Penalty mortgage

Do you want to save money on your mortgage and take advantage of the low interest rates without paying the penalty interest mortgage? So a cheaper mortgage with lower monthly costs. You can read how this works here.

Fix mortgage interest

The mortgage interest is currently historically low. Taking out a new mortgage on your home with lower monthly costs could be a solution. However, when you took out your current mortgage, you have made agreements with the bank about paying off this mortgage and paying the mortgage interest.

To protect yourself against a rise in interest rates, the interest is often fixed for a specific period. Usually it concerns a period of 10 years, but longer is also possible. The term of a mortgage is often 30 years. You pay both a partial repayment and an agreed amount of interest to the bank every month.
During the fixed-interest period, the mortgage interest rate remains the same and therefore does not fall if the interest rate falls in the meantime. If a home owner nevertheless wants to take advantage of a lower interest rate, he can only refinance his mortgage. He must then pay a so-called penalty interest.

What is meant by penalty interest mortgage?

If you decide to pay off or change your mortgage before the agreed period has expired, the bank will miss out on a large amount of monthly interest. The penalty interest has been devised to prevent this.

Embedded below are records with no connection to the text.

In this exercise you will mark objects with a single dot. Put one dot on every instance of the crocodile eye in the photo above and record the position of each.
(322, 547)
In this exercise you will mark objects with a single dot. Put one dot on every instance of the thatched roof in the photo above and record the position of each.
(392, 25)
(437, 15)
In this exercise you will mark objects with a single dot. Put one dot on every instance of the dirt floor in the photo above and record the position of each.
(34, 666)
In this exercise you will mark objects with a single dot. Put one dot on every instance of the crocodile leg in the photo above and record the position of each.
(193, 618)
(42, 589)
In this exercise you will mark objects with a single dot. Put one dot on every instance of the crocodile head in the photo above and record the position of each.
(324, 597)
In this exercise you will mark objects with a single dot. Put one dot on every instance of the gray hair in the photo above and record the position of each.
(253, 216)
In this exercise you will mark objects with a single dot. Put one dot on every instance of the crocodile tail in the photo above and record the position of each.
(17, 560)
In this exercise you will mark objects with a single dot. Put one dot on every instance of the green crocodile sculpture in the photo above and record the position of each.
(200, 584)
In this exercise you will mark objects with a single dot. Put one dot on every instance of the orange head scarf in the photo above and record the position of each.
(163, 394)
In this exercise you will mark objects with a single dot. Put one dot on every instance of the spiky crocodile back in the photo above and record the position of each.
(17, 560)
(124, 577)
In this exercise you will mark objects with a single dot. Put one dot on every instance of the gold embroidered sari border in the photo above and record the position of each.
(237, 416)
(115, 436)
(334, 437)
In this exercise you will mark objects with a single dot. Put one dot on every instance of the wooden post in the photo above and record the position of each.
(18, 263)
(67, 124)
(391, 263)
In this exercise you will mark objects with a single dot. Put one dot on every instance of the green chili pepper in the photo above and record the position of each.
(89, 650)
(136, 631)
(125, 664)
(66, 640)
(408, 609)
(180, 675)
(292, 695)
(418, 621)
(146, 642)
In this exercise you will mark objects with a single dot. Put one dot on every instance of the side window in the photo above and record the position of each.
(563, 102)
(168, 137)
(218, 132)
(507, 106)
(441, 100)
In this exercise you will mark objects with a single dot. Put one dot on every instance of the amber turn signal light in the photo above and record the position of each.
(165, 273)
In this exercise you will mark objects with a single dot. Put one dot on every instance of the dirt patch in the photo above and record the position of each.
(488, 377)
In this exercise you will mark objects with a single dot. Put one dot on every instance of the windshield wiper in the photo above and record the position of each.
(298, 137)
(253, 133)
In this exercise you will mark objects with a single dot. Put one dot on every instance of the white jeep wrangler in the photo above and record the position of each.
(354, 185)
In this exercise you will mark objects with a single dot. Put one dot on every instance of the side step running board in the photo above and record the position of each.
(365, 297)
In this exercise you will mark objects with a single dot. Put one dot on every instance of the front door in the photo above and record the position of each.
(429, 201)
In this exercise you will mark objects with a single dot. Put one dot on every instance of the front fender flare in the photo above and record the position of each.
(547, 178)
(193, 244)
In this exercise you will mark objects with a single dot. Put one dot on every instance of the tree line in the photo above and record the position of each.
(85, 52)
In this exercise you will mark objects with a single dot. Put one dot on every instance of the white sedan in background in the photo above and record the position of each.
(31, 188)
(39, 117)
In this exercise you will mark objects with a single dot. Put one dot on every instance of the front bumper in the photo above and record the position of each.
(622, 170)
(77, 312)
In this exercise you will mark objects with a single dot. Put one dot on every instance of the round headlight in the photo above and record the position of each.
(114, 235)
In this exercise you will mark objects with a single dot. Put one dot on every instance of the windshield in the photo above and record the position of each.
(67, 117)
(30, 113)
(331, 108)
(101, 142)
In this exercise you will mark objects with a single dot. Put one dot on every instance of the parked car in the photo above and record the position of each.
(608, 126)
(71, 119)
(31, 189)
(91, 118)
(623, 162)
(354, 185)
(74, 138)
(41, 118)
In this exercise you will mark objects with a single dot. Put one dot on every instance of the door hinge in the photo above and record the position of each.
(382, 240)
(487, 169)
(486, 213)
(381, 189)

Penalty interest is a compensation for the lending party to compensate for the lost interest. The amount of the penalty interest to be paid depends on the amount of the mortgage that is still outstanding, the length of the fixed-rate period that remains, agreements about the penalty-free repayment amount and the difference between the agreed mortgage interest and the current interest rates.

Cheap mortgage without penalty interest

However, due to the low mortgage interest rates, many homeowners are highly motivated to convert their mortgage to lower costs, without having to pay a penalty interest mortgage. How does that work and what do you have to do for it?
Homeowners have discovered a trick. A homeowner does not have to pay penalty interest when he sells his home. The so-called ABA construction offers a solution.

What is an ABA construction for a mortgage?

An ABA construction means that the home owner (A) sells his house to a known person (B). The mortgage costs are then repaid without penalty. After the sale, A buys the house back with a cheaper, newly concluded mortgage. In this way he exchanges his old mortgage for a new, cheap mortgage.

Even with the notary fees (twice) and transfer tax, this construction can generate a lot of money. If the redemption takes place within six months, the transfer costs only have to be paid once.
If the repurchase of your old home takes place too quickly, the bank might think that there is intent. Banks are not happy with you if you try to avoid the penalty interest mortgage.

Risks of avoiding a penalty interest mortgage

A condition for the success of this construction is therefore that it takes some time to buy back the house. Many banks have included in the conditions within which period a former home owner may not become the owner of a house again.

In addition, the home owner may be obliged to move after the sale of his home. If it turns out that the home owner has not moved into another home after the sale, the bank can still charge him a penalty interest on the old mortgage.
The bank may also refuse to take out the new mortgage, because it does not want to finance this 'penalty-interest mortgage' construction.